But complexity and nuance never really seem to enter the conversation. Everything gets flattened into categories. Activists. Conservatives. Good people. Bad people. But people aren’t monoliths. Everything becomes crisis. Everything becomes collapse. Everything becomes another reason for more enforcement, more control, more certainty.

At another point in the debate, Bianco was asked how he would lower the cost of living in California. He said it would be “so easy” and pointed toward removing regulations.

Maybe some regulations should be revisited. California absolutely overcomplicates parts of its own economy. But anybody seriously looking at housing, energy, insurance, or infrastructure knows there is nothing easy about any of this.

And that’s the pattern that keeps repeating. Complex systems get reduced into simple answers. Crime becomes weak enforcement. Homelessness becomes prison closures. Economic pressure becomes regulations. Activists become the enemy. Everything gets flattened down until it fits inside a debate answer.

But reality doesn’t stay flattened for very long once you’re actually inside the systems themselves.

And that’s where it starts to feel off. Not because he’s confident, but because the confidence doesn’t leave much room for complexity. You start to wonder what that’s based on. What he’s reading, who he’s listening to, what kind of education, formal or otherwise, is shaping that worldview. Because if your position is that race isn’t a factor, then you’re either not seeing it, or choosing not to.
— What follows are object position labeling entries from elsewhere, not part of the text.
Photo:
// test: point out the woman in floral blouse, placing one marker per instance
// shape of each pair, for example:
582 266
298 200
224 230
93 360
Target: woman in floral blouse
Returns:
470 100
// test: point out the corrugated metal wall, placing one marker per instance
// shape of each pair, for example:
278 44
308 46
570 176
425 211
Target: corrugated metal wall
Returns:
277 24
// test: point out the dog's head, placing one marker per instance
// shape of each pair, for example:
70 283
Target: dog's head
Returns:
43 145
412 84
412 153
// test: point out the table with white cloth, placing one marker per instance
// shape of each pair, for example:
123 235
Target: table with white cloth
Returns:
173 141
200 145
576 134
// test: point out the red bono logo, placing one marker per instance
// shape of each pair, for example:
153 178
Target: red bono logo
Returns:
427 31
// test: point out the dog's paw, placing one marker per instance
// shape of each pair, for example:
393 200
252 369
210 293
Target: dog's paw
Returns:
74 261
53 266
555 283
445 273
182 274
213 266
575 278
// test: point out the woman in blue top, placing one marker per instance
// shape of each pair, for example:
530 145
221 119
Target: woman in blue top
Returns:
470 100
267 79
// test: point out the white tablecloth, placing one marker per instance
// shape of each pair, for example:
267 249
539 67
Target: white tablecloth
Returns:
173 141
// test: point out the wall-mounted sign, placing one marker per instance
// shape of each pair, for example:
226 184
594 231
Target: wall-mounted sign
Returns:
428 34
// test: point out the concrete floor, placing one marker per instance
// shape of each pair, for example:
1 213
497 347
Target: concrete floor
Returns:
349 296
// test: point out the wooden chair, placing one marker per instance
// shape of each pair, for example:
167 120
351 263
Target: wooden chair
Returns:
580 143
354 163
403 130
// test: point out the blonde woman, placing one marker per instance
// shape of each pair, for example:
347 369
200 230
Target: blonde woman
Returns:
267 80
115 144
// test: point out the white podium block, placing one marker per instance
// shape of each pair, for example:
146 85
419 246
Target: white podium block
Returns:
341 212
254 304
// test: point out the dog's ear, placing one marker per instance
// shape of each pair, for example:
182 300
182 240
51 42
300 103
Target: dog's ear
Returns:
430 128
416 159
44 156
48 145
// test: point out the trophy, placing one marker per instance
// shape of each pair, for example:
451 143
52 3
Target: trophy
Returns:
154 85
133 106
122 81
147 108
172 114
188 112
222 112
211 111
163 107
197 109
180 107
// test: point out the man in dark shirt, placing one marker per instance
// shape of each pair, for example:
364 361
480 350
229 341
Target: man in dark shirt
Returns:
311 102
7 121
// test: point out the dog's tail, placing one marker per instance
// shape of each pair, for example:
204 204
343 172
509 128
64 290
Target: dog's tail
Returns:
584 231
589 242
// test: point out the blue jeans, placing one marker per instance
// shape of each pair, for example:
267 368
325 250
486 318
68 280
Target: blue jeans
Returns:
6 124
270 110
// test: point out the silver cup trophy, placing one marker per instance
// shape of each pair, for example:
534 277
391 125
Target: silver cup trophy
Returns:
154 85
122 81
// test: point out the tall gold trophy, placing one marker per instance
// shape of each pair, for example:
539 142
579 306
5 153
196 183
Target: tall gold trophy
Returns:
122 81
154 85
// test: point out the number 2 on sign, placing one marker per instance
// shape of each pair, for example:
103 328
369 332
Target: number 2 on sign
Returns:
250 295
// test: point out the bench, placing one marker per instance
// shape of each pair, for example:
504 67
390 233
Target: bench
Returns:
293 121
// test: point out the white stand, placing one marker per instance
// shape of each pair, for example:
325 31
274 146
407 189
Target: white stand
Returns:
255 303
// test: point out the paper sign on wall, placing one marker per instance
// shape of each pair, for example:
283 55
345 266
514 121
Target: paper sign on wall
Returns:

Riverside County has dealt with lawsuits, in-custody deaths, the same questions about conditions coming back again and again. It’s all still there. However it gets framed, it’s still there.

And the numbers don’t help him. During his time in office, his department has been described as having one of the worst crime-solving rates among California sheriff departments, clearing only around 9 percent of major crimes, well below the state average.

Bianco says the job is about integrity, honesty, and leadership. Then people have every right to ask why the same problems keep following the department around.

At the same time, Riverside County jails have seen some of the highest death figures in California. In one recent year alone, 18 people died in custody, the highest number the county had seen in over a decade. Riverside County also accounted for roughly 17 percent of jail homicides in California while holding only about 6 percent of the state jail population.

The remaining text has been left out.